Join my free course, Project Management For Designers, to learn how to create a project template!
12. Use a bookkeeping tool
If you still do your bookkeeping in spreadsheets then maybe it's time to switch to using a system like Freshbooks* or Wave. These apps automatically import your transactions so you don't have to manually organize them anymore.
13. Organize your business receipts
It's time to stop pulling your hair out as you try and organize a year's worth of expenses from a shoebox of receipts. If you use Wave (it's free!) as your bookkeeping tool, it comes with a free app for your phone called Wave Receipts.
Every time you buy something for your business, use the app to take a photo of the receipt and it will store it in Wave!
14. Set up automatic meeting reminders
Do you email your clients a reminder before your meeting? Well, you can stop that now. With scheduling systems like Calendly or Acuity Scheduling*, they can book a meeting through it and they'll receive automatic confirmations and reminders.
15. Follow-up with disappearing clients automatically
If you don't follow up with clients because you forget, you need to automate it. Schedule a follow-up email to send 30 days after your client's project is complete. To schedule emails to send at a later date, try using Streak.
Streak is a free Client Relationship Management tool you can add to Gmail. It does lots of awesome things like allow you to organize your clients, schedule emails to send later, manage canned emails better and MUCH more.

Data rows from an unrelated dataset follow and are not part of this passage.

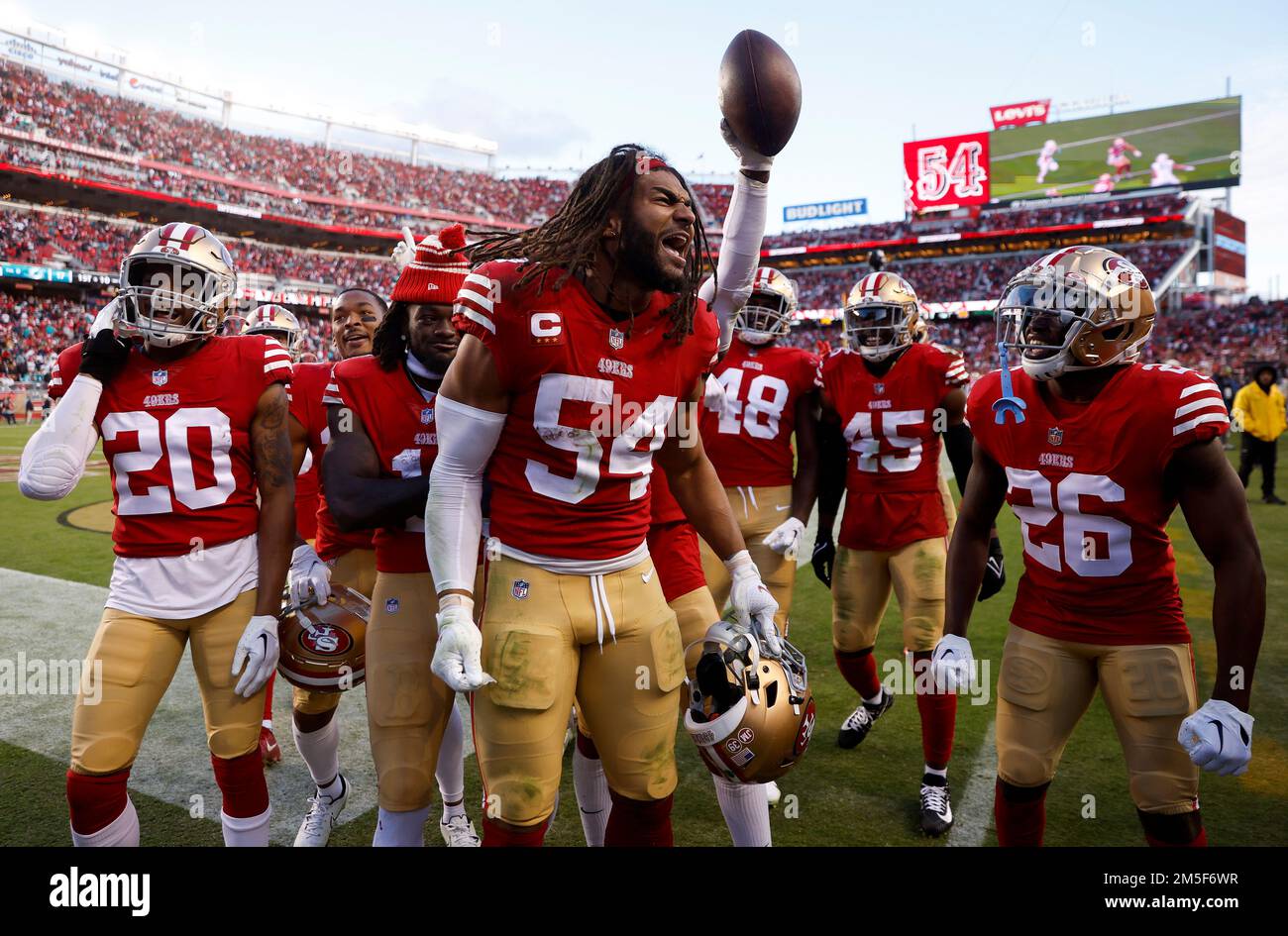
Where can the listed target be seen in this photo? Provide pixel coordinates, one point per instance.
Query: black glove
(995, 573)
(824, 554)
(103, 356)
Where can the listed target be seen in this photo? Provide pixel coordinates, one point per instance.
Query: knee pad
(93, 801)
(241, 780)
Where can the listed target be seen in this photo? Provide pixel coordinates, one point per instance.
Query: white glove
(747, 157)
(751, 600)
(308, 574)
(404, 252)
(1219, 738)
(786, 538)
(952, 665)
(458, 656)
(713, 394)
(258, 652)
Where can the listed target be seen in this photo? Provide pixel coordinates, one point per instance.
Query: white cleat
(773, 794)
(316, 829)
(459, 832)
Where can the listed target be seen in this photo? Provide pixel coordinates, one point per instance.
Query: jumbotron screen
(1196, 146)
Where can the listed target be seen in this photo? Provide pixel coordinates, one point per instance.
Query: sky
(559, 84)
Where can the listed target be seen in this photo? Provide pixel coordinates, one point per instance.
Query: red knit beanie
(437, 271)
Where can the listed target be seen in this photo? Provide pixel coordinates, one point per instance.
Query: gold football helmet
(323, 647)
(881, 314)
(750, 713)
(769, 310)
(279, 323)
(1076, 309)
(176, 284)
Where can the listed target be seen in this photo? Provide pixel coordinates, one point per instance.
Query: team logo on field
(326, 639)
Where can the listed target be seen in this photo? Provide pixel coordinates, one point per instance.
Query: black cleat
(936, 811)
(857, 726)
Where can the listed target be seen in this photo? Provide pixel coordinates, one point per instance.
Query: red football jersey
(305, 397)
(176, 438)
(1086, 481)
(399, 420)
(750, 439)
(309, 386)
(892, 476)
(591, 399)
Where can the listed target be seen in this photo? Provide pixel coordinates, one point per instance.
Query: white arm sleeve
(739, 252)
(454, 512)
(53, 460)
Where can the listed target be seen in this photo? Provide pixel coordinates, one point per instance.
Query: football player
(193, 428)
(768, 393)
(892, 398)
(575, 362)
(279, 323)
(1094, 451)
(322, 551)
(375, 472)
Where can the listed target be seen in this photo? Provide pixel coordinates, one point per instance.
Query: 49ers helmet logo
(327, 640)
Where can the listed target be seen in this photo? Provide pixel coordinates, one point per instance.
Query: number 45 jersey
(176, 438)
(892, 432)
(1086, 481)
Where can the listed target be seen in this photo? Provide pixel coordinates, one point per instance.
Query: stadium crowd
(278, 168)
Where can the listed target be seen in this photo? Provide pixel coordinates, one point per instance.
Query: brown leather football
(760, 91)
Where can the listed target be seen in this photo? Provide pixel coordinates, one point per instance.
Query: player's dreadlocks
(389, 343)
(570, 239)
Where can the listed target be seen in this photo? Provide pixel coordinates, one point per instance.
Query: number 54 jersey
(591, 400)
(176, 438)
(1086, 481)
(892, 476)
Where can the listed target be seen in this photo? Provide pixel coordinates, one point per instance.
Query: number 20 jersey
(176, 437)
(1086, 481)
(892, 476)
(591, 400)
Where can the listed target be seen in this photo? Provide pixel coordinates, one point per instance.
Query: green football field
(1205, 136)
(867, 795)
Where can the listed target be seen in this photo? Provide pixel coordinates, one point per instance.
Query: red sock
(268, 698)
(587, 746)
(497, 836)
(241, 780)
(95, 802)
(859, 670)
(1019, 814)
(639, 823)
(938, 717)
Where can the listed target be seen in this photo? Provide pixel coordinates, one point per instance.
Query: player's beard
(642, 257)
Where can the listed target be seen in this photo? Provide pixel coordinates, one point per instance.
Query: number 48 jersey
(1086, 481)
(176, 437)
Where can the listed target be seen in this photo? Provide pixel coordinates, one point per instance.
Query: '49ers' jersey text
(892, 426)
(176, 438)
(1086, 481)
(399, 421)
(748, 441)
(591, 400)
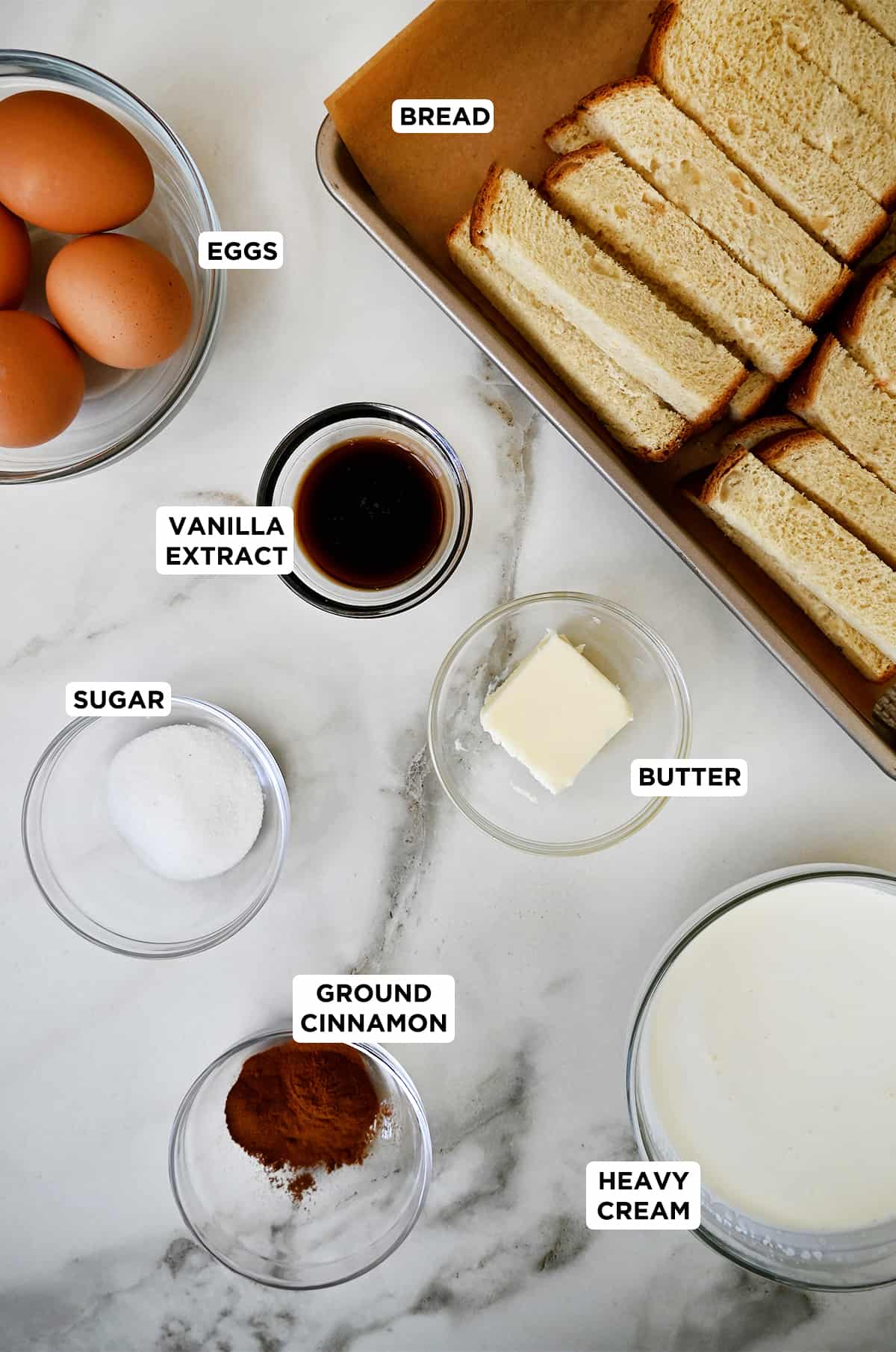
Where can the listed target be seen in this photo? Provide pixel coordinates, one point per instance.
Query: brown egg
(119, 299)
(68, 165)
(41, 380)
(15, 260)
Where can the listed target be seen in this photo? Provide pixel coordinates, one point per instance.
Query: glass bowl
(318, 434)
(96, 883)
(494, 790)
(839, 1260)
(355, 1217)
(123, 409)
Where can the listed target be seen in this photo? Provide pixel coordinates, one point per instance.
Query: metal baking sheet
(345, 183)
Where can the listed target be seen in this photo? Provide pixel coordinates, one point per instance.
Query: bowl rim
(411, 595)
(652, 806)
(688, 931)
(370, 1051)
(207, 340)
(110, 940)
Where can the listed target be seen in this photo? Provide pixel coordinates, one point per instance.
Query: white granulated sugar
(187, 801)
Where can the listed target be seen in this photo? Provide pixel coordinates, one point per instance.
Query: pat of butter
(554, 713)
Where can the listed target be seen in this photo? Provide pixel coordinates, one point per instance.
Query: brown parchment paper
(534, 58)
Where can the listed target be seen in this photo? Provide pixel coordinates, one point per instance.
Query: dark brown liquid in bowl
(370, 512)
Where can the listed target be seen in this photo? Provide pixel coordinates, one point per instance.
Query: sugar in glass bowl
(123, 409)
(98, 884)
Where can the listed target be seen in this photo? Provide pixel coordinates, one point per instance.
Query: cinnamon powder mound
(305, 1106)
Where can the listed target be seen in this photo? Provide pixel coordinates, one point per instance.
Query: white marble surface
(547, 953)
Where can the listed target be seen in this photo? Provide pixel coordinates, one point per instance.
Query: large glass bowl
(841, 1260)
(98, 884)
(497, 791)
(349, 1223)
(123, 409)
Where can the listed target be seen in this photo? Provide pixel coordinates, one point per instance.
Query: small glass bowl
(123, 409)
(96, 883)
(497, 793)
(318, 434)
(355, 1217)
(844, 1260)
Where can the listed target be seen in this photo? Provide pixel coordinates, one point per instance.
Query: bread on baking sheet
(745, 40)
(677, 157)
(753, 394)
(839, 486)
(859, 58)
(811, 548)
(880, 14)
(632, 412)
(753, 434)
(867, 659)
(868, 327)
(884, 249)
(664, 245)
(802, 179)
(641, 333)
(841, 399)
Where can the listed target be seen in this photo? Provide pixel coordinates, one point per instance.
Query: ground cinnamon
(303, 1106)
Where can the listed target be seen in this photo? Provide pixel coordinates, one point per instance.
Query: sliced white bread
(839, 486)
(709, 448)
(864, 656)
(807, 102)
(868, 327)
(839, 398)
(856, 648)
(802, 179)
(884, 249)
(880, 14)
(632, 412)
(759, 432)
(677, 157)
(844, 46)
(811, 548)
(664, 245)
(564, 270)
(752, 395)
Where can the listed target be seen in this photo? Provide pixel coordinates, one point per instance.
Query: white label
(692, 778)
(373, 1009)
(430, 115)
(225, 249)
(118, 698)
(642, 1197)
(223, 540)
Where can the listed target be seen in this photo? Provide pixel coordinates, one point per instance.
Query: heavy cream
(771, 1056)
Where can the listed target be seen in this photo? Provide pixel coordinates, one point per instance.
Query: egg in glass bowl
(96, 267)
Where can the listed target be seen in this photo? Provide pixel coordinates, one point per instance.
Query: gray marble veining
(383, 874)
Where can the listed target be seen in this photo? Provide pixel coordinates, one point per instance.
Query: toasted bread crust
(869, 238)
(650, 58)
(832, 298)
(569, 163)
(760, 430)
(854, 315)
(761, 398)
(803, 390)
(711, 484)
(782, 447)
(594, 99)
(483, 205)
(654, 455)
(652, 63)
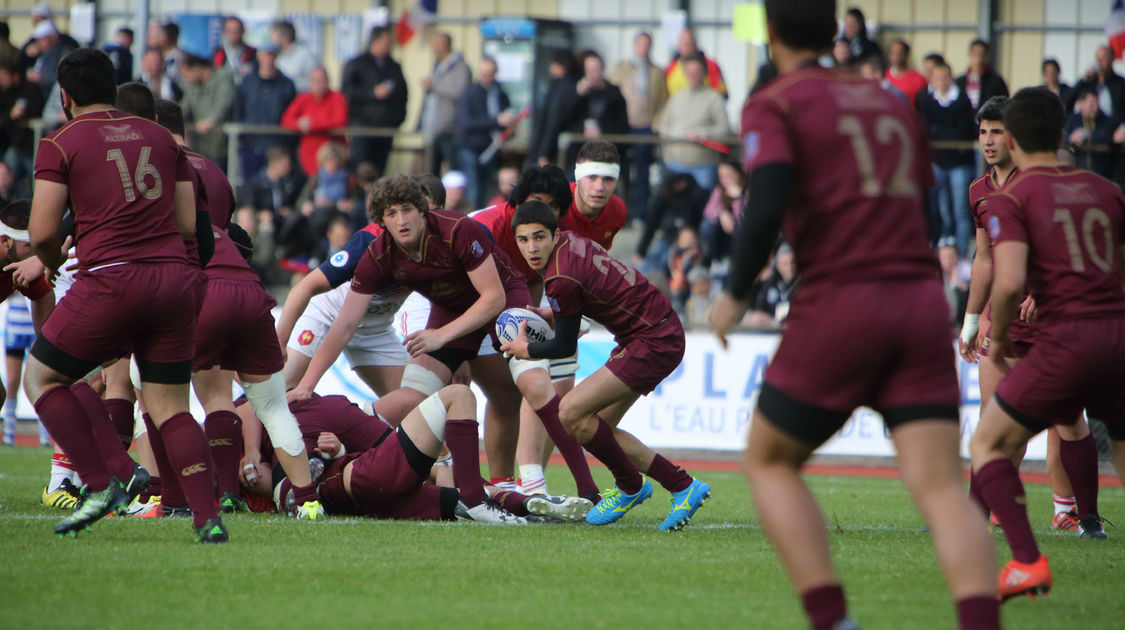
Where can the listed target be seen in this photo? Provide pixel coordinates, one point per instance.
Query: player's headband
(15, 234)
(603, 169)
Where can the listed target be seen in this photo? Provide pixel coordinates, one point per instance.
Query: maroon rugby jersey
(862, 165)
(122, 172)
(978, 190)
(1073, 223)
(452, 245)
(582, 278)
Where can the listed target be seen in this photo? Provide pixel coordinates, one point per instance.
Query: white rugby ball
(507, 326)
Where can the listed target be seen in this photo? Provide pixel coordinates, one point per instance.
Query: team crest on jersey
(752, 143)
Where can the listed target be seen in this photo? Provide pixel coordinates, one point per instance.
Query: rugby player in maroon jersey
(1059, 233)
(842, 168)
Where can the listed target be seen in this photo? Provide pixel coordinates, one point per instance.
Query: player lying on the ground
(1060, 232)
(975, 339)
(449, 259)
(581, 278)
(380, 471)
(842, 167)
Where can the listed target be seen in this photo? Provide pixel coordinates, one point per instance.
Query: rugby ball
(507, 326)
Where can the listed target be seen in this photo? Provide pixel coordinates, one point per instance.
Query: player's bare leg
(502, 415)
(996, 440)
(930, 467)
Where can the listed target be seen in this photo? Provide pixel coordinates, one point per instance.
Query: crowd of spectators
(303, 188)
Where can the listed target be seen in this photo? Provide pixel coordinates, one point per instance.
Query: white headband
(15, 234)
(604, 169)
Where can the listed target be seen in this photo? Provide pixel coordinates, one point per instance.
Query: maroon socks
(668, 475)
(224, 437)
(605, 448)
(1080, 461)
(464, 446)
(118, 460)
(825, 605)
(120, 412)
(979, 613)
(1004, 493)
(69, 425)
(186, 446)
(570, 449)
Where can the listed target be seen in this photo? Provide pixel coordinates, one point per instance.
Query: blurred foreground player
(1059, 231)
(129, 189)
(870, 324)
(581, 278)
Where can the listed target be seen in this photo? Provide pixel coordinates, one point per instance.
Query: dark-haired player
(1059, 232)
(581, 278)
(974, 339)
(129, 188)
(842, 168)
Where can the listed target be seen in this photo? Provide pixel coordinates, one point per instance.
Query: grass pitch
(351, 573)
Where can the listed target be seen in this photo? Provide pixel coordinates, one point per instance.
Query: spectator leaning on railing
(695, 113)
(443, 87)
(313, 114)
(644, 88)
(376, 91)
(263, 96)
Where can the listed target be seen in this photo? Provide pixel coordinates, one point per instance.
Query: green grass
(719, 573)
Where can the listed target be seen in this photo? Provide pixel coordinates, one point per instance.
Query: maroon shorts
(644, 361)
(114, 311)
(235, 330)
(1072, 366)
(885, 345)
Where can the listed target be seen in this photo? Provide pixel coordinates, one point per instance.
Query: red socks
(224, 435)
(118, 460)
(187, 451)
(1004, 493)
(1080, 461)
(568, 447)
(605, 448)
(66, 421)
(979, 613)
(825, 605)
(668, 475)
(464, 446)
(120, 412)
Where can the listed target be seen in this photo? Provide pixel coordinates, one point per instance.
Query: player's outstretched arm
(315, 284)
(334, 341)
(48, 204)
(980, 286)
(484, 311)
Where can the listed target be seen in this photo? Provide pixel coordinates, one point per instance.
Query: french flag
(1115, 28)
(414, 18)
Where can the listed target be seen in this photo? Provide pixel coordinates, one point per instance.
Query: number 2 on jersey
(143, 169)
(888, 129)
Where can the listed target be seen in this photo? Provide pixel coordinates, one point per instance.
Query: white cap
(455, 179)
(45, 28)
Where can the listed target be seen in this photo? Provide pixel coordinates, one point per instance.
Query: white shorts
(366, 348)
(413, 316)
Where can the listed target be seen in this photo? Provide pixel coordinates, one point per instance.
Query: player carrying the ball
(581, 278)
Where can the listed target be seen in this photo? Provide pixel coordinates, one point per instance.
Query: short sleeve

16. Follow up with unhappy clients automatically
If you receive a complaint from a client or customer, it's a good idea to resolve the situation and then follow up with them a couple of weeks later to see how they're getting on. To do this, just create an email template and schedule it using a Gmail add-on like Streak.
In my signature course, Organize & Automate, I show you how to set up and use Streak.
17. Automatically pay your bills
To make sure you never forget to pay a bill, set up a standing order in your bank account. A standing order is an instruction to your bank account to make regular fixed payments to a particular person or company. Set these up and forget about your bills! You have better things to spend your time on.
18. Send your contracts electronically
There was a time when my contract was a Word document, and every time I took on a client I'd have to open up the Word doc, find all the sections of the contract that needed editing, edit them, then save the contract before sending it.
I use Hellosign to automate this process. Hellosign let's you upload your contract and create editable fields for the client's name, address, payment and other details.
Each time you need to send a contract to your clients, just fill in the editable sections of your contract inside Hellosign and it will send the contract to your client for their electronic signature!
19. Automatically pay yourself each month
Has your debit card ever been declined because there's no money in it? Because you forgot to pay yourself this month's wages? It happened to me in January! Sooo embarrassing. To never forget to pay yourself again, log in to your online bank account and set up $XXXX to automatically go into your current account on the last day of every month.
20. Automate your file-saving process
Have you ever spent hours saving out client files in Adobe Illustrator? It's not fun. Automate the process by recording yourself saving out each file type. For example, below you'll see I have Illustrator actions for saving out main logos and logo variations.
Record actions for every type of file you regularly save out. From now on, it will take you MINUTES to save out files, not hours!
21. Create moodboard / style guide templates
Stop manually creating moodboards, style guides and website wireframes for every project. If you spend a little time creating templates for these things once, you'll be able to reuse them for years!